Our writer checks into the seriously stylish Boath House in Scotland

This is the first time I’ve stayed somewhere that I thought was a bit too cool for me. And, with every sense of my own ridiculousness, I think I’m fairly cool. Boath House was built in the late 1820s as a fancy family home, with handsome dome-vaulted ceilings, curved wooden doors set into similarly curved walls, and glitzy ionic pillars in the hallway. For too long in recent times, it was a dump of a hotel. There are pictures lurking online, taken before it changed hands, showing unlovely rooms with the heavy patterns and colour of a vaguely posh, absolutely dispiriting, retirement home.

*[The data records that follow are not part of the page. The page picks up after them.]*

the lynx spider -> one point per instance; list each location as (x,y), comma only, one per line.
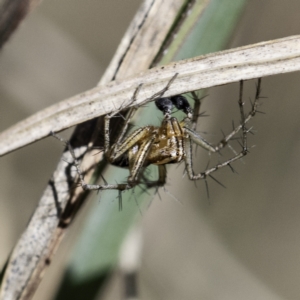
(171,142)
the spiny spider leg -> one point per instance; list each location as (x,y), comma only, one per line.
(193,136)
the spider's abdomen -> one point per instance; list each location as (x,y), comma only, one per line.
(168,146)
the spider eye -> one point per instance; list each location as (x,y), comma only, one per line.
(164,104)
(181,103)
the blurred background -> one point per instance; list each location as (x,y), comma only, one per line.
(240,243)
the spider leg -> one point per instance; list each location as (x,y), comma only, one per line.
(162,176)
(123,131)
(193,136)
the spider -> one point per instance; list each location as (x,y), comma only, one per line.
(169,143)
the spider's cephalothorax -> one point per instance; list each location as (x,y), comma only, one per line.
(171,142)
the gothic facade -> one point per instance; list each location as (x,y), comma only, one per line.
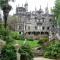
(34,24)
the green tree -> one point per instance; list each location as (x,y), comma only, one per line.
(53,50)
(6,9)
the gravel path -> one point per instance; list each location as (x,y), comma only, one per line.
(41,58)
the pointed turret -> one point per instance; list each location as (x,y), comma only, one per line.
(46,10)
(26,6)
(40,10)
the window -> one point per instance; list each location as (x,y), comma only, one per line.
(28,27)
(43,28)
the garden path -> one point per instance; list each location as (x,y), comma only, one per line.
(41,58)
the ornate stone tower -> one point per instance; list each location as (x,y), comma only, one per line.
(26,6)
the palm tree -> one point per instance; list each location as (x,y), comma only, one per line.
(6,9)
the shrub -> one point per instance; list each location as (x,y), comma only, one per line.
(15,35)
(53,50)
(26,52)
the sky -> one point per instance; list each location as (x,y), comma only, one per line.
(32,4)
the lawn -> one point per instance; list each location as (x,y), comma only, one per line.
(31,43)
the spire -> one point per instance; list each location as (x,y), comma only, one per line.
(46,9)
(26,5)
(40,8)
(35,8)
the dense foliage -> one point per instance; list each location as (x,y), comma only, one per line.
(8,53)
(53,50)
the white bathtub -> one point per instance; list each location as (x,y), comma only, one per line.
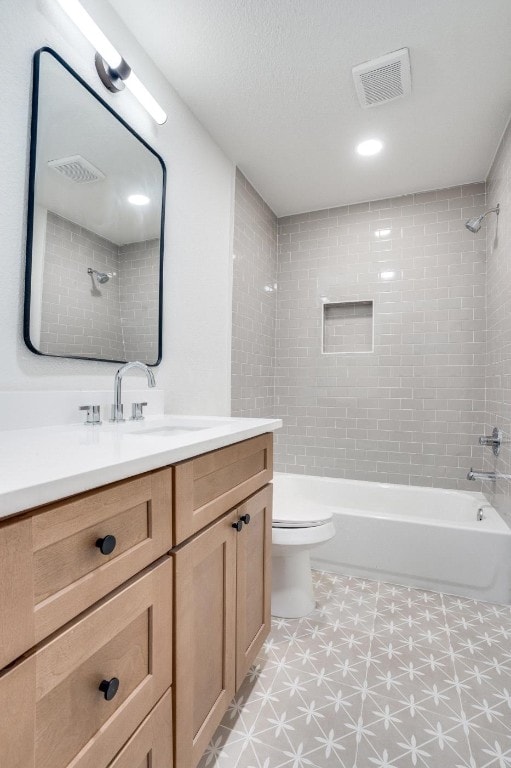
(423,537)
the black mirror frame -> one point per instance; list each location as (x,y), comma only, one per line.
(31,200)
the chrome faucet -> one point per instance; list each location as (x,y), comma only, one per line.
(117,407)
(475,475)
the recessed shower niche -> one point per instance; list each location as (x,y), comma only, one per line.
(347,327)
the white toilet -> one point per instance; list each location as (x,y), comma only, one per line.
(296,528)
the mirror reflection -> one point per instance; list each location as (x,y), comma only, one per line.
(94,248)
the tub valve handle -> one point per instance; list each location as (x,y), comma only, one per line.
(494,441)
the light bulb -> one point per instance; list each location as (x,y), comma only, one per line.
(92,32)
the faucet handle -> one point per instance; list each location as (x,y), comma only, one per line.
(117,413)
(93,414)
(137,411)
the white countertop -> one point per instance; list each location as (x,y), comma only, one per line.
(44,464)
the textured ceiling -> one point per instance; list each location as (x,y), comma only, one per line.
(271,81)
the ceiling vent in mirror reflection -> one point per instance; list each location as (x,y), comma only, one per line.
(76,168)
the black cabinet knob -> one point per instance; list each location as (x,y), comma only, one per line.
(106,545)
(109,688)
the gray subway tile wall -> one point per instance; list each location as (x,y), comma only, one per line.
(115,320)
(498,369)
(411,411)
(139,299)
(79,316)
(254,303)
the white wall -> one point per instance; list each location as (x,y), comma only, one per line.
(195,371)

It was taken over in 2022 by the team behind Sessions Arts Club in Farringdon (one of my default London lunch spots, at least until chef Florence Knight left). The newcomers tarted it up, or rather down, into a minimalist refuge of spartan interiors, with big-name contemporary art, artfully arranged apples that will never be eaten, and strategically placed copies of Kinfolk magazine. This year, there were more changes. Knight was here, now she isn’t. Taking over in the kitchen: Philip Mcenaney and Katie Austin, moving from Michelin-starred Trinity in London’s Clapham. When I was staying, dinner had a full house, with far more people there than could have been in residence. It’s become the place for a special meal in this part of the Highlands. And dinner here is special. 
I had the “experience” tasting menu (seven courses), but you can choose two courses (£32) or three (£42) from the shorter “artists” menu. I’d probably opt for the latter for a lunch, but a leisurely evening here, enjoying a series of small, delicious plates, arranged like mini sculptures, with bright colours and floral touches, is a joy. The flavours and textures are fresh and surprising – a turret of steak tartare with crisped leek, topped with blossoms, is one of the best things I have eaten this year. Everything that landed on my table was impressive, although I wanted to tidy up some of the sewing on the jackets the staff were wearing. That aside, service here is wonderful, and it’s a happy place. I noticed that the waiters had been schmoozed into serving pizzas (usually only available from the garden café outside) to the children at the table behind me. When the youngsters left to run around the grounds, the parents devoured the leftovers.
Boath House doesn’t quite work as a hotel. It is an elevated restaurant with rooms. There’s a nice drawing room in the main house, but you often won’t see staff for quite some time. There was, apparently, an honesty bar, but that seems to be gone. There is, however, a spa and screening room area in the basement of the main house. If you want something during the afternoon, you can feel somewhat adrift. There was also no turndown in my room before bed and no towels on arrival. Still, a lot of thought has gone into what Boath House should look like and be in the 2020s. And the art dotted around the place provides a fun way to join the dots, room to room – looking for Luke Edward Hall, Ryan Gander and Julian Schnabel.
I was staying in the Drawing Studio, a short walk across the grounds. There’s also a Writing Studio near the café, reached via a stroll through some of the most beautiful landscaping and flowers I’ve seen in Scotland. You could, indeed, do what the names of the rooms suggest you do, for quite some time. They’d make for a lovely retreat, with ornate woodburners and good Bluetooth speakers. There’s drama in the minimalism, too: my bathroom wasn’t just dark, it was sepulchral – lit during the day with narrow, Caravaggio shafts of sunshine from above.
Every room at Boath House is different, and while there are the freestanding tubs you would expect in the bathrooms of a romantic country-house retreat, the overall mood is hard-edged – it’s more austere than a lot of places you may have been to. Whether you love this or not depends on you. I like it. I certainly adore the food. But it’s not cosy. It has a raw glamour. It’s the kind of place where they use the simplest, cheapest white candles – no scents, no beeswax. They are confident enough to strip things down to basics, and tell you that less is more, and that’s modern luxury. And maybe with grounds this pretty, and food this good, they’re right. Maybe.
Doubles from £395, including breakfast. There are no fully accessible rooms.